InfluxDB disk usage

Hi Guys,

I’m very new to influxDb and have a question about the disk usage of my influx installation.
First, let me describe my scenario:
I have a bunch of articles in my mysql database and all of them have a price and an available quantity. I would like to now about the price and quantity changes. Since I want to store the data every hour (I lag the possibility to do it on price / quantity change and it’s nothing I can do in the near future) I decided to use an influxdb.

I wrote a simple importer, storing all the ~1 million datasets into the database, having 5 columns:
The timestamp, a productId (tag, integer), articleId (tag, integer), the quantity (field, integer) and the price (field, float).
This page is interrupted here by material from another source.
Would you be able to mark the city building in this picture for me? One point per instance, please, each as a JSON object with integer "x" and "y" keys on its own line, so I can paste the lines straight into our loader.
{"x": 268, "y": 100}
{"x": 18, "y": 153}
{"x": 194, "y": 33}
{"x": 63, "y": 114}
Why I’m writing this post:
The original mysql database table with 53 columns(!!) is like 250mb in size. Every import of those data into the influx db costs me at around 550mb of disk space. I really don’t understand why it is that much and why the database is that big.
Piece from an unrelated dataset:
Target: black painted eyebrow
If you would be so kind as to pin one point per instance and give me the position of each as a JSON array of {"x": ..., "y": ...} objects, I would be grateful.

I changed parts of the default configuration, e.g. reduce memory usage. What I changed:

  • Set index-version to tsi1
  • Set max-series-per-database to 0 because yet I don’t know how many series i’ll need
  • Set max-values-per-tag to 0 for the same reason

All the other configuration options are set to there default values (besides http of course). Is there any hint what i could do to reduce the size? I’m a bit confused, because I read a lot of articles about compression possibilities influxdb offers. Do I have to enable them somehow? Is it just because the 2 tags (ProductId, ArticleId) which increase (afaik) the cardinality? Or am I mixing things up?

Let me know if there is anything missing or in case you need any further information.

Best Regards
Chris

I’m not an expert, but I had the same situation at first which was due to the default shard duration being set to 7 days. In my case I was bulk loading data with a time span of about 40 years. InfluxDB ended up creating a large number of (small) shards and each one has some overhead. Once I was able to set the shard duration more appropriately, disk usage, memory, etc improved dramatically. This may or may not apply to your situation.

Thanks for your reply.
Indeed, the database size decreased in the meantime by round about 1GB.

Best, Chris